Il fit une brève pause avant de reprendre :
- Qu'avons-nous sur les bras ? Une émeute des trois plus grosses tribus de la région. C'est effrayant ? J'en conviens. Mais ayez un peu de jugeote par pitié... Qui dirige tout ce beau monde ? Hein ? Un gars que vous connaissez tous très bien, qui fut votre ami, votre camarade, un gars empli de faiblesses et vous les connaissez. Je veux à l'instant-même que trois hommes se proposent pour réfléchir sur les tactiques à opter qui prennent appui sur ses faiblesses.
Après une hésitation, trois hommes sortirent de la foule. Vermet acquiesça, avant de poursuivre :
- Et, bougres d'idiots, je suis mille fois surpris que pas un d'entre vous n'ait songé au moyen le plus simple et le plus évident pour se débarasser d'eux.

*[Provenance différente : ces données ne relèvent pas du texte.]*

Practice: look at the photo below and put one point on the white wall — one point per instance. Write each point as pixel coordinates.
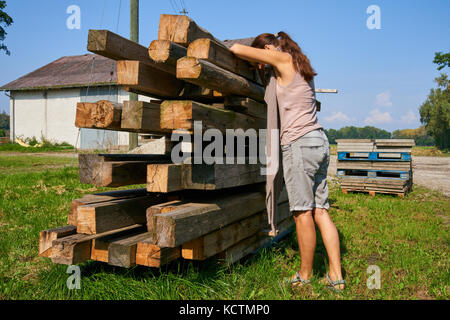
(61, 110)
(53, 116)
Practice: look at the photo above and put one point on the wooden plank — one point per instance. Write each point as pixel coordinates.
(174, 177)
(46, 238)
(182, 114)
(374, 165)
(105, 216)
(150, 255)
(206, 74)
(220, 240)
(141, 77)
(253, 243)
(247, 106)
(181, 29)
(216, 53)
(76, 248)
(101, 197)
(122, 253)
(115, 47)
(200, 218)
(93, 169)
(100, 246)
(142, 116)
(165, 51)
(83, 117)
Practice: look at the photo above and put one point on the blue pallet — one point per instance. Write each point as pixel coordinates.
(374, 174)
(373, 156)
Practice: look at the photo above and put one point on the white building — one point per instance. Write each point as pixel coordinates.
(43, 102)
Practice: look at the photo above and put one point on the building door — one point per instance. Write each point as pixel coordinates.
(95, 139)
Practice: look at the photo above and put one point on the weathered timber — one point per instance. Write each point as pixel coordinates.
(181, 29)
(95, 169)
(190, 222)
(175, 177)
(83, 117)
(76, 248)
(165, 51)
(46, 238)
(150, 255)
(143, 78)
(106, 216)
(206, 74)
(219, 240)
(115, 47)
(122, 252)
(142, 116)
(253, 243)
(182, 114)
(101, 197)
(216, 53)
(100, 246)
(247, 106)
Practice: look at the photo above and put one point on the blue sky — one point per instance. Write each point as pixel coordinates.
(383, 75)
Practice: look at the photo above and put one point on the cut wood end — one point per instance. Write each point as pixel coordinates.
(159, 50)
(199, 48)
(188, 68)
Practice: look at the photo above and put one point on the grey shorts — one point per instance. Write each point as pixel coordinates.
(305, 165)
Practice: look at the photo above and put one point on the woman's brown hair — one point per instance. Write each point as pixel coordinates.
(286, 44)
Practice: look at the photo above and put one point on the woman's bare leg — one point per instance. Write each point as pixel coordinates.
(306, 236)
(330, 238)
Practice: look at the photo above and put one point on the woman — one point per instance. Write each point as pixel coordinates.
(304, 146)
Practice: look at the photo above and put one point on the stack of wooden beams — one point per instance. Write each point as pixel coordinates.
(188, 210)
(375, 166)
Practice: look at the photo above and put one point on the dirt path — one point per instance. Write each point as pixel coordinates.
(430, 172)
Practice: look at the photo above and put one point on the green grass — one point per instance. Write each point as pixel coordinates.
(407, 238)
(14, 147)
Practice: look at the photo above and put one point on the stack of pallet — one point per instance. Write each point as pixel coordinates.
(375, 166)
(189, 210)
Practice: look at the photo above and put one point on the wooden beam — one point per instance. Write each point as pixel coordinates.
(76, 248)
(100, 246)
(181, 114)
(247, 106)
(206, 74)
(253, 243)
(122, 253)
(200, 218)
(165, 51)
(101, 197)
(94, 169)
(220, 240)
(216, 53)
(150, 255)
(115, 47)
(141, 77)
(106, 216)
(142, 116)
(181, 29)
(46, 238)
(175, 177)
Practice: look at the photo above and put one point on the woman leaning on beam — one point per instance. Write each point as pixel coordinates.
(304, 147)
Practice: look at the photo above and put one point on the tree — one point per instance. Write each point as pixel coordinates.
(435, 112)
(5, 21)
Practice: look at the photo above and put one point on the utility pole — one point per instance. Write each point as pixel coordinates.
(134, 36)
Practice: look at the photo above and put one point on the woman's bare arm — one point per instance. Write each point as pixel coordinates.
(272, 57)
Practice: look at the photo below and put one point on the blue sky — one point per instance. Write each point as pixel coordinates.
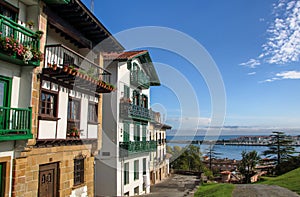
(255, 44)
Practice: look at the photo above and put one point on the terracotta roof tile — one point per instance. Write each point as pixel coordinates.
(127, 55)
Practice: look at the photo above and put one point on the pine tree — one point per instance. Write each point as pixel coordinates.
(248, 163)
(280, 146)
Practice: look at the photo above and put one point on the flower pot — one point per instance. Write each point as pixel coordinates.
(65, 69)
(70, 70)
(54, 67)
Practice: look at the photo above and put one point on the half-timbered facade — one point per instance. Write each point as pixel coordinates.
(51, 112)
(122, 166)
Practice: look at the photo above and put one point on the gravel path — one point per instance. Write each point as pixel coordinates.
(175, 186)
(260, 190)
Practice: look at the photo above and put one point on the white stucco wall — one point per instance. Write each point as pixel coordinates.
(62, 113)
(7, 150)
(47, 129)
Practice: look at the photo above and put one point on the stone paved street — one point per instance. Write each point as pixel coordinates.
(175, 186)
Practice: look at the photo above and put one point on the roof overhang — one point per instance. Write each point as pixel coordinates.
(144, 58)
(81, 26)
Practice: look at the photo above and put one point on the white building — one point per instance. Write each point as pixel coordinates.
(159, 163)
(122, 166)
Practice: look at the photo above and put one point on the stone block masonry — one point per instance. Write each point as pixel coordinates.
(26, 169)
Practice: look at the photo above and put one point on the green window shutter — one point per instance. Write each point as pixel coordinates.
(144, 166)
(126, 173)
(126, 132)
(126, 91)
(136, 169)
(136, 132)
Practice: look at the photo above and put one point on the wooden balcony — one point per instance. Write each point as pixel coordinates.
(18, 44)
(139, 79)
(131, 111)
(15, 123)
(73, 71)
(135, 147)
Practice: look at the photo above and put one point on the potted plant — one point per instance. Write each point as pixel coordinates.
(38, 34)
(73, 132)
(30, 24)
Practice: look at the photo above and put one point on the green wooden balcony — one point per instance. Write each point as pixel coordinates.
(57, 1)
(135, 147)
(15, 123)
(131, 111)
(139, 79)
(18, 44)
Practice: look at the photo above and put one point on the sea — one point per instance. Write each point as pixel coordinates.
(222, 151)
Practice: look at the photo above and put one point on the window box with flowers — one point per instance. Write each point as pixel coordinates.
(13, 51)
(73, 132)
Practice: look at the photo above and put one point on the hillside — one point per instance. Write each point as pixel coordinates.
(290, 180)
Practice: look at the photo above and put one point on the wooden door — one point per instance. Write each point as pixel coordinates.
(48, 180)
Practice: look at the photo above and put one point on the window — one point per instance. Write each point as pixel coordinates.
(73, 113)
(48, 105)
(136, 169)
(78, 171)
(136, 132)
(93, 113)
(73, 109)
(126, 91)
(126, 132)
(144, 166)
(144, 130)
(126, 173)
(68, 60)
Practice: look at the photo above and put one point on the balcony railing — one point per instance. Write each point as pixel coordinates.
(129, 148)
(128, 110)
(139, 78)
(18, 44)
(15, 123)
(65, 65)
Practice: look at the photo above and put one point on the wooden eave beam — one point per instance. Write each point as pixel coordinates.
(60, 24)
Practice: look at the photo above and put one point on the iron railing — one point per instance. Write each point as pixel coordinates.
(61, 56)
(134, 147)
(139, 78)
(15, 123)
(129, 110)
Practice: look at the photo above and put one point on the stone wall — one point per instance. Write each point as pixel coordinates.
(26, 169)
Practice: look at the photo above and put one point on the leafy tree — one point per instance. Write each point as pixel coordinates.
(288, 165)
(280, 146)
(212, 154)
(189, 159)
(248, 163)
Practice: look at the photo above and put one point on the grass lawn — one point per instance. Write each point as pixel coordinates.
(290, 180)
(215, 190)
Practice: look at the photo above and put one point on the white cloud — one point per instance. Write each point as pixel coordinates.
(252, 73)
(284, 75)
(289, 75)
(189, 122)
(283, 43)
(252, 63)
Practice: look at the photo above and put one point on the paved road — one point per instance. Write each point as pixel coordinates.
(260, 190)
(175, 186)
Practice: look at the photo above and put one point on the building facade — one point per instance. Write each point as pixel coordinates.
(159, 163)
(51, 102)
(122, 166)
(16, 78)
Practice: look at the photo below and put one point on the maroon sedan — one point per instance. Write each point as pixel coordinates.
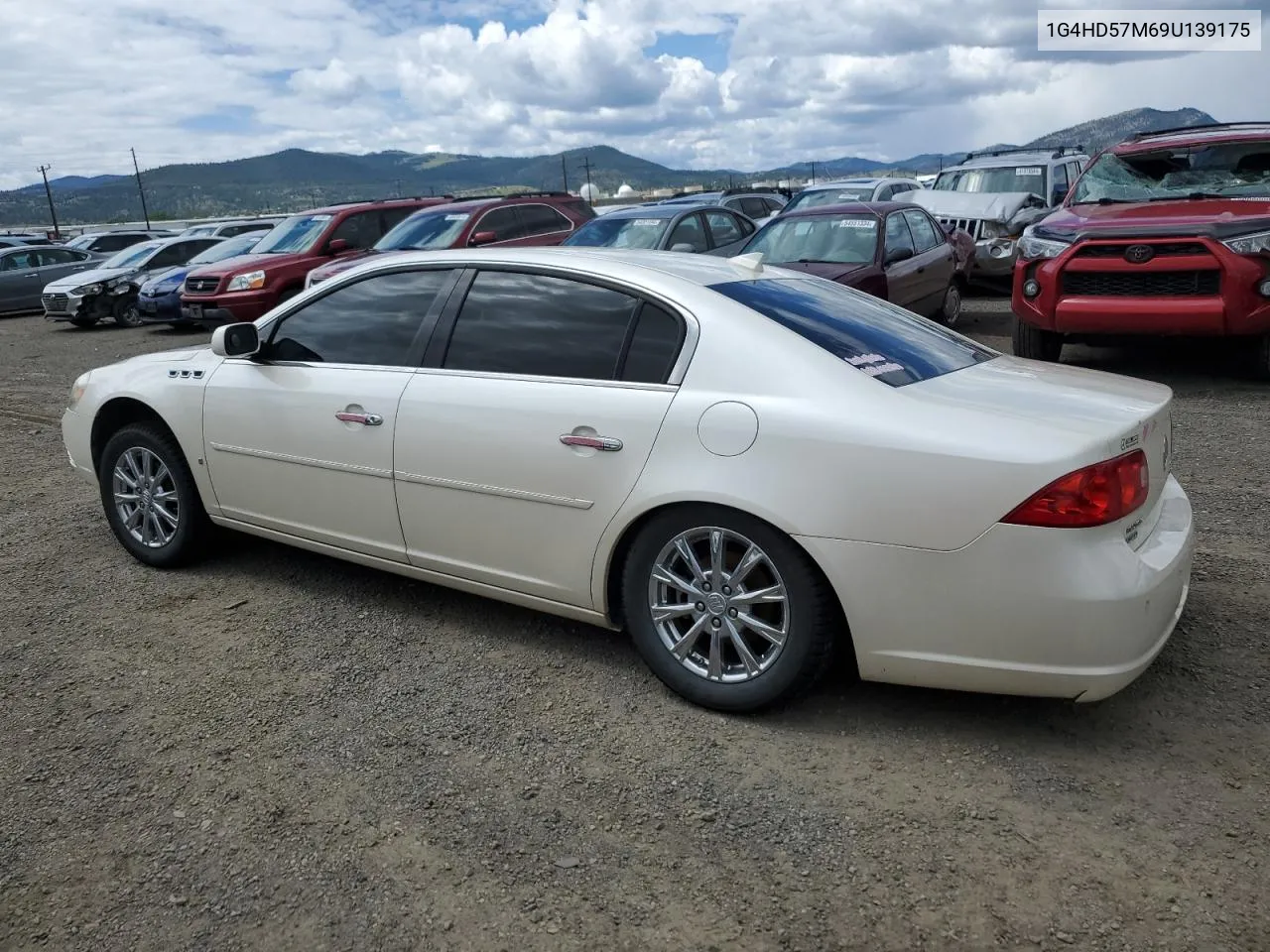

Que vous apprend-t-on à Saint-Cyr ? Les cocottes en papier ?
Blêmissement.
- Qui parmi vous a songé à télégrapher In Salah pour prendre les touareg à revers ?
Gêne générale. Des murmures. Des hésitations. Des regards désespérés. Et une voix, plus ferme que les autres, qui déclare avec angoisse :
- Mon commandant... Nous n'avons pas envisagé cette éventualité car... Les touareg ont aussi coupé le télégraphe. Nous... Nous sommes coupés du monde.